When I was doing research on ChatGPT for a project I found that it was incredibly helpful in terms of helping students understand concepts if they are willing to ask multiple questions,” she said.

“I copy and pasted an old student essay and I asked it to identify grammar errors. I then asked it to explain the rule behind each grammar mistake. It went through the misunderstanding and gave me other examples. I also asked it to suggest places where I needed to develop my essay more. It told me specific paragraphs that needed more information. It did not give the answers but helped me see where the essay was lacking. If a student doesn’t understand a question, they can type it into ChatGPT,” said Mrs. Jackson. 

Nevertheless, senior Addison Cremeans said the chatbot does more harm than good.

“When you bring AI into the picture, students will lose the motivation to dig for good research,” Cremeans said. “Some of the AI’s information is incorrect.”

Dunbar English teacher Ms. Amanda Holt also said the misinformation spread by ChatGPT concerns her.

“ChatGPT has been shown to make-up information,” Ms. Holt said. “Some of the responses generated are not trustworthy at all. Some of my colleagues that teach at the college level tested it and found that ChatGPT just made up false citations—research that just didn’t exist. This will help lead to more widespread misinformation.”

Dunbar students were polled to see if they thought ChatGPT should be used in schools. In this poll, 84% of students claimed they think the chatbot should be used. 14% of students claimed it should not.

Senior Chloe McCain believes the chatbot takes away critical thinking skills formed in school.

“When people use it for things like essays, it takes away that creativity and critical thinking skills kids need when they write papers, “ McCain said. “It’s good to exercise your brain with writing and reading. When a robot does that, you get nothing.”

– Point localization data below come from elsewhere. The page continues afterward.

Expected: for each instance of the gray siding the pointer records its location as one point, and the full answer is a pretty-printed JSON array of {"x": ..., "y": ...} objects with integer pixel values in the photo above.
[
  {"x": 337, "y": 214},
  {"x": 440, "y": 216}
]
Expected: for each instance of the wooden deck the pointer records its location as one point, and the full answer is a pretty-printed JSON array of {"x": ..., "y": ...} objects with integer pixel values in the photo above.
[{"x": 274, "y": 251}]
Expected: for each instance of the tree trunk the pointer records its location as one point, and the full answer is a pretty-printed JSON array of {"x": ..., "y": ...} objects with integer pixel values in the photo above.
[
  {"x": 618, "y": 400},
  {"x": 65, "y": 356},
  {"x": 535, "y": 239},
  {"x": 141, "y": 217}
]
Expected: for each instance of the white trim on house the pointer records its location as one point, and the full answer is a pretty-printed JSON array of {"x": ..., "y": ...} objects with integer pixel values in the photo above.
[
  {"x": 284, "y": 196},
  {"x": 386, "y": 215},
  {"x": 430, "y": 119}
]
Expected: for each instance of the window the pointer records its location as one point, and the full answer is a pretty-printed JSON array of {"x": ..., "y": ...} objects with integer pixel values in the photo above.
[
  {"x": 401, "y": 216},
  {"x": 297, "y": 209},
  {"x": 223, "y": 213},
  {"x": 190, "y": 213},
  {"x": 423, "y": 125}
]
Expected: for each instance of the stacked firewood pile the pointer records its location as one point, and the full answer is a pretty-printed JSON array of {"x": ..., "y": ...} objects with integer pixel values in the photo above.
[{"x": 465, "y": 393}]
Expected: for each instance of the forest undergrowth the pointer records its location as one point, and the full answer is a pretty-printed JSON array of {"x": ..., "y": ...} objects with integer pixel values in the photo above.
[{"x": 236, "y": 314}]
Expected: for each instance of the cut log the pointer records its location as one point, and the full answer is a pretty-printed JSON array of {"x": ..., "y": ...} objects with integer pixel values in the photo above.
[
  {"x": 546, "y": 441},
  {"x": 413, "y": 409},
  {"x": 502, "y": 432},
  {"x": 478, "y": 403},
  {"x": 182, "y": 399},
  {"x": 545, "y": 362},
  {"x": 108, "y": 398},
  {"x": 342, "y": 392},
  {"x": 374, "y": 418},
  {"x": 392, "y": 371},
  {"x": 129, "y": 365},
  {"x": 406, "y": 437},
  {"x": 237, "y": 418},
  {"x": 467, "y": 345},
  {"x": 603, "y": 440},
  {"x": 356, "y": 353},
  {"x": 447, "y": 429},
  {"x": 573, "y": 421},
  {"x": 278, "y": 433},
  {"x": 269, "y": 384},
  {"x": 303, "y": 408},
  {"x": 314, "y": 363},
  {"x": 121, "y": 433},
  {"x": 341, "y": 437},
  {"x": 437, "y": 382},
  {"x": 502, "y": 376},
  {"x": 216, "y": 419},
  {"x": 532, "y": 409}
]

However, some have concerns about plagiarism issues the chatbot would cause. 

I am hesitant to say ChatGPT should be used or not used in schools,” said Mrs. Jackson. “It is all about how it is used. There would be real learning if it were allowed, but there would also be rampant plagiarism.”

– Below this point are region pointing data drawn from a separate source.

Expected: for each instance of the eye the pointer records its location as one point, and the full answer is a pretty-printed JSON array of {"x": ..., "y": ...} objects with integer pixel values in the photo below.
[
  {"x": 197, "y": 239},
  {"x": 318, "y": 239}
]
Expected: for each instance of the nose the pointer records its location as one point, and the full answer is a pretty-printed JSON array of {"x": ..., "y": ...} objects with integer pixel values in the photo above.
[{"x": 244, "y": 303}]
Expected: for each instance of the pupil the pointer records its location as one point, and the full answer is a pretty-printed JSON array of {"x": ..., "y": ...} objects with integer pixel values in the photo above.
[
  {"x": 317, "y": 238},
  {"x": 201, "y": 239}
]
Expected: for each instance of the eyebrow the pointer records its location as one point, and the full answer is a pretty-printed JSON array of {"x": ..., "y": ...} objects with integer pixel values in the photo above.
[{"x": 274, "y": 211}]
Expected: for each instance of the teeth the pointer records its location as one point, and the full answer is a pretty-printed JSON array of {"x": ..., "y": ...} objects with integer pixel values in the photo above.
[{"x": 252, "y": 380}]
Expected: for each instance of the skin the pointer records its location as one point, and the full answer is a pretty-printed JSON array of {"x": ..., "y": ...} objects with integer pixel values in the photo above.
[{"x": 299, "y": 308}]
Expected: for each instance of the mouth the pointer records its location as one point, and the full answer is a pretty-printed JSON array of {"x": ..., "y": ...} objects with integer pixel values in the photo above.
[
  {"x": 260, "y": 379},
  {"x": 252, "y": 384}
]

Dunbar students were polled to see if they would consider using ChatGPT to complete their assignments for school. In this poll, 64% of students claimed they would. 36% of students claimed they might.

“I am not worried that students will use ChatGPT to complete school assignments,” Mr. Egan said. “I know they will. But they’re just cheating their peers and teachers.”

ChatGPT is currently blocked on all FCPS devices and networks. 

“AI is getting scary,” senior Will Graves said. “I’m scared of how it will impact schools next.”